#3 Spline is thin, hard and flexible. Its size and characteristics are ideal for checking curves. Like those found in wheel arches, bonnets and boots of 1950's cars and a lot of roofs. It's great for applying filler on sweeping curves and reverse curves.
The term "Spline" is used to describe the construction of a smooth curve. Working from a few control points (high spots) the Spline will take the path with minimal overall bending - this being the final desired surface.
How does this relate to refinishing cars?
Almost no surface on a car is flat or straight; nearly every surface has a shape. Very rarely is any surface a true radius. Every surface was created in a design studio with a Spline, either on a clay model or a computer screen. The surfaces bend, sweep and accelerate and only Splines can recreate this form. Using these to repair a surface is the most accurate way.

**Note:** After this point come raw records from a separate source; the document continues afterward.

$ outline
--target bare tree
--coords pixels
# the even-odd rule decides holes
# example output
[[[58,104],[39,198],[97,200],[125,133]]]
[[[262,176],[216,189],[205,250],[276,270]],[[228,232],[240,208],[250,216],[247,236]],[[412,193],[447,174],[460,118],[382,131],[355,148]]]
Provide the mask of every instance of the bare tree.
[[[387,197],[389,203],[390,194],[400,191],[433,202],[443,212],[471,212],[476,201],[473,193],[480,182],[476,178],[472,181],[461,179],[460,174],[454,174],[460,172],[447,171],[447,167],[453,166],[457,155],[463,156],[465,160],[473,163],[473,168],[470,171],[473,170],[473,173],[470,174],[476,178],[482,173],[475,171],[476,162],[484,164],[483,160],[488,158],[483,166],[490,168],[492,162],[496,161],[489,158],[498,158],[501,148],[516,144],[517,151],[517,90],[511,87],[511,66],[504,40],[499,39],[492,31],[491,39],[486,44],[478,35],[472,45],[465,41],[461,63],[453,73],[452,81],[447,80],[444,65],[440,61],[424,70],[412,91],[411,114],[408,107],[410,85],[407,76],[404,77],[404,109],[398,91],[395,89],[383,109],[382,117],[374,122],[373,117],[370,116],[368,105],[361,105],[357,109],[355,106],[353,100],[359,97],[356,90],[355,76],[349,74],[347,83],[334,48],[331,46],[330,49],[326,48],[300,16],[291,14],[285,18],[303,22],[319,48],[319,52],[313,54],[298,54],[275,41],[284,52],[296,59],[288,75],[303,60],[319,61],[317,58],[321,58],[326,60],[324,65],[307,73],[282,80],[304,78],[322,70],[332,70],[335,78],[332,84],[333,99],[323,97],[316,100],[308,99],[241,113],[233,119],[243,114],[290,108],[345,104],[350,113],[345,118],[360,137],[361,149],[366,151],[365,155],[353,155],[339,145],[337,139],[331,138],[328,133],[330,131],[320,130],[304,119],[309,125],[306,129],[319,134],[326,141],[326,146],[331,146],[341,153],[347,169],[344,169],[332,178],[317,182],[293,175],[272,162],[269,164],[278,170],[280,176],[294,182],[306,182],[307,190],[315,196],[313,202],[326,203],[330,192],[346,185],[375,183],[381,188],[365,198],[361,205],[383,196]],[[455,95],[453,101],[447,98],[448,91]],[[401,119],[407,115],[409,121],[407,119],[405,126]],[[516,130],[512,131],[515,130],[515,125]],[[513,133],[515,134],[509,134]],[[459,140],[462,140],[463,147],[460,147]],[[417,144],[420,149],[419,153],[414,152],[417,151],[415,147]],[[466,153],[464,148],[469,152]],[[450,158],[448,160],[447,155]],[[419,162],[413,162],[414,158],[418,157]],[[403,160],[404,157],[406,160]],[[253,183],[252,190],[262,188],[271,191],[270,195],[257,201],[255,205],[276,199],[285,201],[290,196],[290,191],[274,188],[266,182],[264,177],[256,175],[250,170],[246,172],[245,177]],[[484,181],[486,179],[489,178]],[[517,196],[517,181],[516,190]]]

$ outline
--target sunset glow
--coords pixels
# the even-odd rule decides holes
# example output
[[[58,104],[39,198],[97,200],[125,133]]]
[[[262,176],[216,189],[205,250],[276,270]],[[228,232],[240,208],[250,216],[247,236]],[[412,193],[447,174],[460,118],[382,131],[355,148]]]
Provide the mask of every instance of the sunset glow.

We can get good results with traditional sanding blocks, although blocks constantly take the average of the immediate surface around it. Blocks do not take into consideration the overall form of the surface. Whereas, a Spline allows absolute control of the surface.
Splines are the most accurate tool for perfecting bodywork. Whether it be in metal, filler, blocking sanding, or in final sanding ready to polish paint. It is the user’s decision to perfect the surface in steel, filler, or paint depending on the level of adjustment. Splines are used to find highs and lows, panel alignment, wipe in filler and sand from 80grit to 800grit. Yes, one tool does all that.